Author | : David Owen |
Publisher | : Cambridge Scholars Publishing |
Total Pages | : 279 |
Release | : 2016-02-08 |
Genre | : Child authors |
ISBN | : 144388846X |
Download Home and Away Book in PDF, ePub and Kindle
Home and Away: The Place of the Child Writer is an important contribution to the fast-growing and rapidly evolving field of literary juvenilia studies. This collection of essays by fifteen scholars is the first in this area to be published in the past decade. To reflect recent developments, Home and Away both theorises the current state of this richly interdisciplinary academic field and exemplifies juvenilia studies in action. An authoritative review of the origins and future of literary juvenilia studies is followed by a collection of essays on individual authors.

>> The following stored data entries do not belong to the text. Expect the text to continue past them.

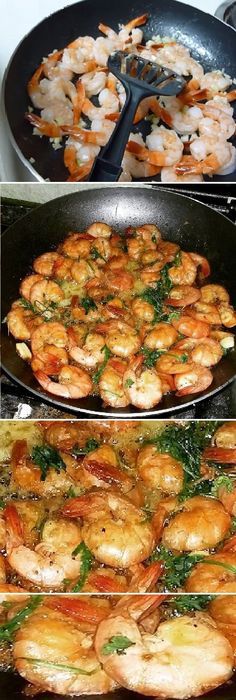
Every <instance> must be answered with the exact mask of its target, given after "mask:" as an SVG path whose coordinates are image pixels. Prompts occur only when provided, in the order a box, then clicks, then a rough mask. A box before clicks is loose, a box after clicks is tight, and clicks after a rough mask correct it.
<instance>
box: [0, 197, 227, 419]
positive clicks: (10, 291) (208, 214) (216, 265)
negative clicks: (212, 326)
mask: <svg viewBox="0 0 236 700" xmlns="http://www.w3.org/2000/svg"><path fill="white" fill-rule="evenodd" d="M93 221H105V222H107V223H108V224H110V225H111V226H113V227H114V228H115V229H117V230H122V229H124V228H125V227H126V226H130V225H132V226H140V225H141V224H143V223H145V222H146V223H147V222H148V223H156V224H157V225H158V226H159V227H160V229H161V231H162V235H163V238H167V239H168V240H172V241H176V242H177V243H179V244H180V246H181V247H182V248H183V249H185V250H189V251H195V252H198V253H200V254H202V255H204V256H206V257H207V258H208V260H209V262H210V264H211V267H212V276H211V278H209V279H210V281H211V282H218V283H219V282H220V283H221V284H223V285H224V286H226V288H227V290H228V291H229V293H230V298H231V301H232V303H235V302H236V278H235V274H234V268H233V260H234V252H235V233H236V232H235V227H234V225H233V224H232V223H231V222H230V221H229V220H228V219H226V218H225V217H224V216H222V215H221V214H218V213H217V212H215V211H214V210H213V209H211V208H210V207H207V206H205V205H203V204H200V203H199V202H196V201H195V200H192V199H189V198H188V197H185V196H183V195H179V194H177V193H175V192H174V193H172V192H169V191H167V190H165V188H164V187H163V186H160V187H159V188H156V187H155V188H152V187H151V186H146V187H135V186H133V187H130V186H129V187H124V186H115V187H114V186H113V187H106V188H99V187H93V188H91V189H89V190H84V191H82V192H81V191H79V192H76V193H75V194H71V195H66V196H64V197H60V198H58V199H54V200H53V201H51V202H48V203H47V204H43V205H42V206H40V207H39V208H37V209H35V210H33V211H32V212H31V213H30V214H28V215H27V216H25V217H23V218H22V219H20V221H18V222H16V223H15V224H14V225H13V226H11V227H10V228H8V229H7V231H5V233H4V235H3V240H2V259H3V263H2V314H3V318H5V316H6V314H7V313H8V311H9V309H10V306H11V303H12V302H13V301H14V300H15V299H17V298H18V296H19V284H20V280H21V279H22V278H23V277H25V275H27V274H29V273H30V270H31V266H32V263H33V260H34V259H35V258H36V257H37V256H38V255H41V253H44V252H46V251H49V250H53V249H55V248H56V247H57V246H58V244H59V243H60V242H61V241H62V240H63V239H64V238H65V236H66V235H67V234H68V232H69V231H76V230H78V231H83V230H86V229H87V228H88V226H89V225H90V224H91V223H92V222H93ZM2 329H3V330H2V341H3V343H2V360H3V369H4V371H5V372H6V374H8V376H9V377H10V378H11V379H13V380H14V381H16V382H17V383H18V384H20V385H21V386H23V387H24V388H25V389H28V391H29V392H30V393H31V394H34V396H37V397H38V399H40V400H41V401H42V400H44V401H46V402H48V403H50V404H51V405H53V406H57V407H59V408H61V409H63V410H71V411H82V412H85V413H88V412H89V413H94V414H104V415H112V416H114V415H119V416H121V417H122V416H130V417H133V416H139V417H140V416H141V415H143V416H145V415H154V414H155V415H158V414H159V413H170V412H171V413H172V414H175V412H176V411H177V410H178V409H180V408H182V409H183V408H184V407H186V406H189V405H191V404H192V403H193V401H194V402H198V401H201V400H202V399H203V398H207V397H209V396H211V395H213V394H214V393H215V392H217V391H219V390H220V389H222V388H223V387H225V386H226V385H227V384H228V383H229V382H231V381H232V380H233V378H234V376H235V373H236V351H233V352H232V353H230V354H229V355H226V356H225V357H223V358H222V360H221V362H220V363H219V364H218V365H217V366H216V367H215V368H213V375H214V380H213V383H212V385H211V387H210V388H209V389H208V390H207V391H205V392H203V393H202V394H201V395H200V396H199V395H198V394H196V395H192V396H190V397H182V398H177V397H175V396H173V395H171V394H169V395H166V396H164V398H163V399H162V401H161V403H160V404H158V406H157V409H156V410H152V411H138V409H136V408H135V407H130V408H129V407H128V408H125V409H112V408H110V407H109V408H108V407H106V408H105V407H104V406H103V403H102V401H101V399H100V398H99V397H92V396H89V397H87V398H85V399H80V400H78V401H73V400H67V399H61V400H59V399H58V398H57V397H53V396H52V395H51V396H50V395H49V394H46V393H45V392H44V391H43V390H42V389H41V388H40V387H39V385H38V384H37V383H36V380H35V379H34V376H33V373H32V371H31V368H30V367H29V366H28V365H27V364H26V363H24V362H23V361H22V360H21V359H20V357H19V356H18V355H17V353H16V350H15V340H14V339H13V337H12V336H9V335H8V333H7V326H6V324H3V326H2Z"/></svg>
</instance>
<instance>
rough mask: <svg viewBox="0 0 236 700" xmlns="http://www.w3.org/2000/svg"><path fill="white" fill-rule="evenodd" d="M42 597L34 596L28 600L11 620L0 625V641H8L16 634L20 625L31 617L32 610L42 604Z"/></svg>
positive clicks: (39, 595)
mask: <svg viewBox="0 0 236 700" xmlns="http://www.w3.org/2000/svg"><path fill="white" fill-rule="evenodd" d="M42 600H43V597H42V596H41V595H34V596H32V597H31V598H30V601H29V603H27V605H26V606H25V607H24V608H22V610H19V612H17V613H16V615H15V616H14V617H13V618H12V619H11V620H8V621H7V622H4V623H3V624H2V625H0V640H1V641H10V640H11V638H12V635H13V634H14V633H15V632H17V630H18V629H19V627H20V626H21V623H22V622H23V621H24V620H25V619H26V618H27V617H28V616H29V615H31V614H32V613H33V612H34V610H36V608H37V607H38V606H39V605H40V603H41V602H42Z"/></svg>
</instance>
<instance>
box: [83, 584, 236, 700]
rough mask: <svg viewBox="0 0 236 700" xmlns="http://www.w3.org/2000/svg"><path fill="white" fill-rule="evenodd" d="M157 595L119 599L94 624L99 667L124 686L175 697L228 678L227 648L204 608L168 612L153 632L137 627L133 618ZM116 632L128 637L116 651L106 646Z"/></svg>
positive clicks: (138, 619) (114, 634)
mask: <svg viewBox="0 0 236 700" xmlns="http://www.w3.org/2000/svg"><path fill="white" fill-rule="evenodd" d="M161 600H162V597H161V596H156V597H155V598H154V599H153V597H152V596H150V595H149V596H146V597H145V598H144V597H141V596H140V597H138V598H135V600H134V598H133V599H132V598H126V599H125V598H124V599H122V601H121V602H119V603H118V605H117V606H116V607H115V609H114V610H113V611H111V613H110V615H109V616H108V617H107V618H106V620H105V621H102V622H101V623H100V624H99V626H98V629H97V633H96V638H95V649H96V652H97V655H98V658H99V661H100V663H102V665H103V668H104V670H105V671H106V672H107V673H108V674H109V675H110V676H111V677H112V678H114V679H116V681H117V682H118V683H119V684H121V685H122V686H123V687H125V688H127V689H128V690H132V691H135V692H136V693H141V694H144V695H150V696H154V697H155V696H158V697H161V698H170V697H172V696H173V695H174V696H175V698H179V699H181V700H184V699H185V698H186V699H187V698H189V697H190V696H193V695H194V696H198V695H202V694H203V693H205V692H207V691H209V690H212V689H213V688H217V687H218V686H219V685H221V683H222V681H223V680H225V681H226V680H228V679H229V678H230V677H231V676H232V673H233V665H234V659H233V652H232V648H231V646H230V644H229V642H228V641H227V639H226V637H225V636H224V635H223V634H222V632H221V631H219V630H218V629H217V626H216V624H215V623H214V621H213V620H212V618H211V617H210V616H209V615H207V614H206V613H195V614H194V615H193V616H191V617H190V616H188V615H180V616H178V617H172V618H171V619H169V620H165V621H164V622H161V623H160V624H159V626H158V628H157V630H156V631H155V633H154V634H150V633H146V632H144V631H143V629H142V627H141V625H139V620H140V619H141V617H142V615H143V616H144V615H145V612H147V610H148V609H150V611H151V610H153V609H155V607H157V606H158V604H160V602H161ZM120 635H122V637H125V639H126V640H127V642H128V644H127V648H126V649H125V652H124V653H123V654H122V655H121V656H120V655H118V654H117V653H115V652H113V651H110V650H109V648H107V647H108V644H109V642H110V640H111V639H112V640H113V639H115V638H117V639H118V637H119V636H120ZM206 659H207V665H206V663H205V661H206Z"/></svg>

Wide-ranging in literary periods covered, geographical regions represented, and methodological approaches employed, the collection is organized around the basic tenet that the familiar world of home and the as–yet–untravelled territory of adulthood are both important to the imaginations of juvenile authors. The relationships and values of the parental home, the topography of the home place, the literature and lives that first fired their imaginations as children, find expression in young writers’ works. So too do the unfamiliar or extra-familiar connections, lifestyles, landscapes, and literature that the child writer anticipates, imagines, or invents, whether as a means of temporary escape while still at home, or as a process of preparing for adulthood and artistic maturity.
Author | : Curtis Harnack |
Publisher | : Wiley-Blackwell |
Total Pages | : 276 |
Release | : 1985 |
Genre | : History |
ISBN | : |
Download Gentlemen on the Prairie Book in PDF, ePub and Kindle
"Focuses on a remarkable episode in the settling of the American Midwest, the formation in the 1880s of a colony of upper-class British immigrants who viewed Iowa pioneering as a way of perpetuating the Victorian gentleman's code. This social history examines the premises upon which the colony was built, follows its rise and fall, and portrays some of the lives of the resident gentlemen and ladies."--Book jacket.